The expected output is as follows:

|  column1 | column2 | column3 | column4    | column5 |
|  "hello" | true    | 17      | "hello 0"  | 17      |
|  "hello" | true    | 17      | "hello 1"  | 18      |
|  "hello" | true    | 17      | "hello 2"  | 19      |

Resources

Output documents will be appended in the output dataset. For each input document, the punch can either provide an output document, or multiple output documents (by providing an array as root tuple).

You can also provide external resources by adding it in resources setting.

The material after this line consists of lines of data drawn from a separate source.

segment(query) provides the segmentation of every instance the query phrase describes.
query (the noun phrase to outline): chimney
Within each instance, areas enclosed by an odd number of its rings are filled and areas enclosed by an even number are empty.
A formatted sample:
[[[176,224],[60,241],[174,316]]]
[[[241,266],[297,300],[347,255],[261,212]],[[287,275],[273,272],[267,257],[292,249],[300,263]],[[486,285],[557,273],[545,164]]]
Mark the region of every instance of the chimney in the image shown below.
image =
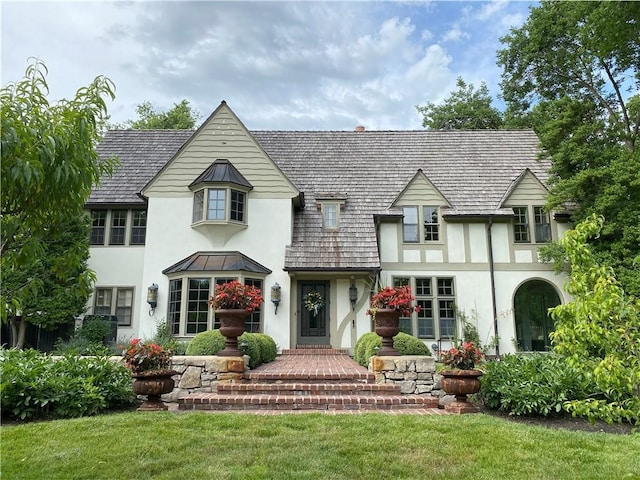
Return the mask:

Those resources are accessible in punchlet code through the Java function:

/**
* Return a provided resource
* @param resourceName name of the resource (subscription name or "resources" map key)
* @param resourceType type of the resource
* @return the resource
*/
public <T> T getResource(String resourceName, Class<T> resourceType)

Warning

You must use this node instead of punch_stage if you need to provide a resource from an other node during punchlet execution.

---
type: punchline
runtime: spark
version: "6.0"
dag:
- type: file_model_input
  component: model_loader
  settings:
    file_path: model.bin
  publish:
  - stream: model
  subscribe: []
- type: punch
  component: punch
  settings:
    punchlet_code: | 
      {
        [base64] = [name].encodeBase64();
        [decade] = [age] % 10;
        [pipelineModel] = getResource(\"resource_1\",PipelineModel.class);
        [my_resource] = getResource(\"resource_2\",String.class);
        // Do something with my resources
        print(root);
      }
    output_columns:
    - type: string
      field: base64
    - type: integer
      field: decade
    resources:
      resource_1: model_loader_model
      resource_2: hello
  subscribe:
  - component: input
    stream: data
  - component: model_loader
    stream: model
  publish:
  - stream: data

Info

As you can see, we use 2 different resources of two different types. The first one is a resource calculated within the job with the file_model_input node. To use this resource we have to set the value of resource to : component_stream (here : model_loader_model) and set the type return by the node file_model_input within the punchlet (here : PipelineModel.class). The second one is a constant resource of String type, you can define any type (Integer, String ..) in order to use it in your punchlet.

Parameters

Name Type mandatory Default value Description
punchlet_code String false "{}" Punchlet code. Override "punchlet_code_file".
punchlet_code_file String false NONE Punchlet code file readable from driver.
input_columns String false NONE If not set, all the dataset row columns will be visible to the punchlet and You can specifically narrow the number of exposed columns by defining input_columns.
output_column List of Json false NONE List of additional columns, i.e. the one added by the punchlet.
resources List of Json false NONE Map of resources provided during punchlet execution.